Critics of the concept, which Guadagno first pitched in February, say it would politicize the state’s chief law enforcement official, but she said the change could be written in a way that limits attorney generals to one term, restrict their fundraising and bar them from ever running for governor.

“You can take all of the politics out of it, even in New Jersey, and make him or her the true watchdog for government,” Guadagno said.

The first plank in the ethics platform calls for closing what it dubs a “friend loophole” allowing some elected officials to accept gifts of unlimited value if they claim the gift is from a friend.

Guadagno said it would respond to the issues raised in the ongoing federal corruption trial of Menendez, who is accused of using his office to help a friend who’s a doctor who had given him lavish gifts – and not, she said, gifts Gov. Chris Christie has accepted over the years from Dallas Cowboys owner Jerry Jones and the king of Jordan.

“Well, I’m not going to speak to Gov. Christie. I think that we should talk about what’s going on right now in federal court.”

“The difference here is that Sen. Menendez has been, a grand jury has found probable cause to believe that the senator accepted gifts improperly. And that’s what this plan is addressing quite clearly – someone who improperly, allegedly improperly accepted lavish gifts over a long period of time puts into question everybody’s independence,” she said. “And that’s what I am talking about in terms of this executive order.”

However, Guadagno’s planned executive order imposing stricter disclosure rules and limits would apply to state executive branch officials, not federal lawmakers.

Daniel Bryan, a spokesman for Democratic gubernatorial candidate Phil Murphy, cited the George Washington Bridge lane-closure scandal in dismissing the package as a "cynical political ploy."

"Kim Guadagno has stood right by Chris Christie’s side every day throughout this ethically bankrupt administration's eight years. Guadagno was on Christie’s side on Bridgegate, saying she ‘took him at his word’ for his claims he had nothing to do with the scandal — she’s about the only person in New Jersey who buys that," Bryan said.

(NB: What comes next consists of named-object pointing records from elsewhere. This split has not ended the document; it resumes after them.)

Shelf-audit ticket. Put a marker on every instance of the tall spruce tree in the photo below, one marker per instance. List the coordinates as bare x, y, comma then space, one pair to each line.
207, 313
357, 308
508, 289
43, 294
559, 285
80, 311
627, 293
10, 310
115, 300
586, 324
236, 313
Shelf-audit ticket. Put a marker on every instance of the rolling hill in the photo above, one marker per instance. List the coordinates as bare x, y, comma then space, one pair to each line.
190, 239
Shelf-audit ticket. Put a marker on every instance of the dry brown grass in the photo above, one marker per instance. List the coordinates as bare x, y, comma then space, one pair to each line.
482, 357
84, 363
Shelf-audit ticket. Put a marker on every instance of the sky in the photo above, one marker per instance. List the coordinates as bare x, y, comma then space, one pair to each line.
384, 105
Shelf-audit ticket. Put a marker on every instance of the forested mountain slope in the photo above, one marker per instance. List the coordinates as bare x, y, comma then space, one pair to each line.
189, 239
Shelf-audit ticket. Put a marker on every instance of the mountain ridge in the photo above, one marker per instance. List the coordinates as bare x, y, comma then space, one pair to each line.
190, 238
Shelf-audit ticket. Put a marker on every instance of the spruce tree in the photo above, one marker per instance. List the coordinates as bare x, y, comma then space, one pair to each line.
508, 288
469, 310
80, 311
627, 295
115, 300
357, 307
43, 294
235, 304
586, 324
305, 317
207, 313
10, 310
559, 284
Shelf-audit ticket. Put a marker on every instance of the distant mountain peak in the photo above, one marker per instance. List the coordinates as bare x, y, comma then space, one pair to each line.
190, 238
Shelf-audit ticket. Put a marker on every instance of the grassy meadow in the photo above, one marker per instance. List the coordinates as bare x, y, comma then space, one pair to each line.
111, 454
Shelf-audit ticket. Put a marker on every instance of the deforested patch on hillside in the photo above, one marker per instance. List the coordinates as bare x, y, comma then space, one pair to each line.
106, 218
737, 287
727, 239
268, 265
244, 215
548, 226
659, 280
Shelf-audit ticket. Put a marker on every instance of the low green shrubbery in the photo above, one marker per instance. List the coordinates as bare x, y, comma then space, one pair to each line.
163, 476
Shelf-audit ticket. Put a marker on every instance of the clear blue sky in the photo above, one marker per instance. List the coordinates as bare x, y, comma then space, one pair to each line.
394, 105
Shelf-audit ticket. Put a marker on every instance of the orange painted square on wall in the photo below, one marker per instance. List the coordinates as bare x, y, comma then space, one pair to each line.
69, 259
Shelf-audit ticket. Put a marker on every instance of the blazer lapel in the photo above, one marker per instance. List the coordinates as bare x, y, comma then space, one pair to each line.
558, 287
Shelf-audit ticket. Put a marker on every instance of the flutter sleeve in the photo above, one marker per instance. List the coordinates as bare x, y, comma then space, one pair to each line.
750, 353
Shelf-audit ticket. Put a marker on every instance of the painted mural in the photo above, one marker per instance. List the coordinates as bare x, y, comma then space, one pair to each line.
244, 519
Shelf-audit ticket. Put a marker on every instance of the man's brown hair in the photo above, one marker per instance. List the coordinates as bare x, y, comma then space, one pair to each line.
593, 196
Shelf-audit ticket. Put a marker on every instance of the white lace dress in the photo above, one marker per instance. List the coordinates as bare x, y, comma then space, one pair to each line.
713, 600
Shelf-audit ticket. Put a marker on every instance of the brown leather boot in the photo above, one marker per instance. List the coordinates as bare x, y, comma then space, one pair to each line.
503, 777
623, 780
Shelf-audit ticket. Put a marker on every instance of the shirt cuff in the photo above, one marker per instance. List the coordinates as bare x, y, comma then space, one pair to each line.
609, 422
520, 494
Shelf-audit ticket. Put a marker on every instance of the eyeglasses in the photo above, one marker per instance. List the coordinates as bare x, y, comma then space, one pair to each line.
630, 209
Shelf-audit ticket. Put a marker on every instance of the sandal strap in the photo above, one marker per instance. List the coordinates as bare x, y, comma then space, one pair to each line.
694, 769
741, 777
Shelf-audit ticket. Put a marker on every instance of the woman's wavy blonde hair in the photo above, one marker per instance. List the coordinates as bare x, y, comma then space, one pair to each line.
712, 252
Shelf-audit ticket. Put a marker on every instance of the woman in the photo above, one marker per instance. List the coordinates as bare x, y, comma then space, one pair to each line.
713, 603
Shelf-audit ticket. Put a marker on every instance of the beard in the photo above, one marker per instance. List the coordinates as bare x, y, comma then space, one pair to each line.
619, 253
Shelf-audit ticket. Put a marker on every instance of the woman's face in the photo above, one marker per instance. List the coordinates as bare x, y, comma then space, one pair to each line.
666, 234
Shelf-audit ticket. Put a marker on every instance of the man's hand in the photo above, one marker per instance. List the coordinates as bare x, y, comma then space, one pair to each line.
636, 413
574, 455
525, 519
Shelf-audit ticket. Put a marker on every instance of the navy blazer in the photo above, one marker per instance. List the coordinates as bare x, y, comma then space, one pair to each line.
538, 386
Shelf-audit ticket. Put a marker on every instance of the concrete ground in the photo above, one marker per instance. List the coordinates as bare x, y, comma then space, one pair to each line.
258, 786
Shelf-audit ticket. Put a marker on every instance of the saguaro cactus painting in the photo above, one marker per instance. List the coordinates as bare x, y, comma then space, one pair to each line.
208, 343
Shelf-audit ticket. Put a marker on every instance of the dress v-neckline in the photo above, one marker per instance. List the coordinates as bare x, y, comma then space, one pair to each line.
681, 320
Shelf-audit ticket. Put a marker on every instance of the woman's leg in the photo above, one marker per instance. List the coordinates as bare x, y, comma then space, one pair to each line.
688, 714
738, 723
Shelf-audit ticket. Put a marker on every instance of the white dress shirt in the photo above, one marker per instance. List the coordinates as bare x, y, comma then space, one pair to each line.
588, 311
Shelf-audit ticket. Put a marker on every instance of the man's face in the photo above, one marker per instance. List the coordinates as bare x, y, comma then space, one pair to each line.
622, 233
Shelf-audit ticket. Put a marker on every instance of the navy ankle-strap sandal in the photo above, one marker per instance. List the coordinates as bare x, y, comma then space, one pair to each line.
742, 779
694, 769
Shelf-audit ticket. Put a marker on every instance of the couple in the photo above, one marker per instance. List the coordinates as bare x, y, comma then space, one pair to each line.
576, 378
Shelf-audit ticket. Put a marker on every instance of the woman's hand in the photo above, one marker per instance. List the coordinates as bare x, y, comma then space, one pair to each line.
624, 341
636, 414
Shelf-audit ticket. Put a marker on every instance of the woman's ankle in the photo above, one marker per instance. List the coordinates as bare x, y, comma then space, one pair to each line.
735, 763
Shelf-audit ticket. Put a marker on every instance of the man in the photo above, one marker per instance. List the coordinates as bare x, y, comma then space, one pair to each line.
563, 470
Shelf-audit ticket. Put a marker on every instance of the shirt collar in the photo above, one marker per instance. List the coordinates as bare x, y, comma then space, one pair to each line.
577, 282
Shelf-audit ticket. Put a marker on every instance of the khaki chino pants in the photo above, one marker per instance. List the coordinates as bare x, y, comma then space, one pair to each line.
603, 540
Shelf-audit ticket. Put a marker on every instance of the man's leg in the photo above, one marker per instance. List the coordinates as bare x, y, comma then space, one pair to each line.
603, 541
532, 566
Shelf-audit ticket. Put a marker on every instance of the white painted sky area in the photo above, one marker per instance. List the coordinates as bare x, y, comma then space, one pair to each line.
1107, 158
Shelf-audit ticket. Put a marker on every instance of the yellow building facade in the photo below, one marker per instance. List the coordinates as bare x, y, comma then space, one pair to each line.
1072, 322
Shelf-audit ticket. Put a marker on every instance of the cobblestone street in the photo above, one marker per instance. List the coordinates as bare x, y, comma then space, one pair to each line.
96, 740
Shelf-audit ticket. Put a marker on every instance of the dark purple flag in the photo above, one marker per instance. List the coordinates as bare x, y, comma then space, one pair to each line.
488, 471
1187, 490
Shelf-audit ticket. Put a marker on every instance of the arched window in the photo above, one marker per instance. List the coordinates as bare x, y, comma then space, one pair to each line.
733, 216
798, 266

"Now, she pulls out an ethics plan almost identical in phrasing to what Chris Christie used when he became governor — and we know how that worked out,"  he said. "Kim Guadagno is not credible on the biggest scandal in her own administration; she certainly isn’t credible with this cynical political ploy."

Guadagno's package of proposals would also:

  • Prevent people for running for more than office at a time. The Democratic candidate for lieutenant governor, former Speaker Sheila Oliver, is also on the ballot in the 34th District seeking re-election to the Assembly.
  • Bar administration officials from lobbying for five years after they leave their state job and ban contract lobbyists from serving on statutory boards and commissions.
  • Add more detail to income reporting requirements on financial disclosure forms for elected officials and candidates for state office.
  • Require all state candidates and officeholders to release their income-tax returns annually. Murphy, a multimillionaire who used to be an executive at Goldman Sachs, allowed reporters to view his returns for a few hours one day but hasn’t made copies publicly available. By tradition, candidates for statewide office provide access to tax returns. Guadagno is calling for that to apply to all state Senate and Assembly candidates, too.
  • Withhold paychecks from the governor, legislators and Cabinet officers if there are future government shutdowns, if an annual state budget isn’t enacted by the June 30 deadline. She also wants lawmakers’ pay to be cut in the state’s credit rating is downgraded.
  • Ensure the state Election Law Enforcement Commission is better staffed and funded.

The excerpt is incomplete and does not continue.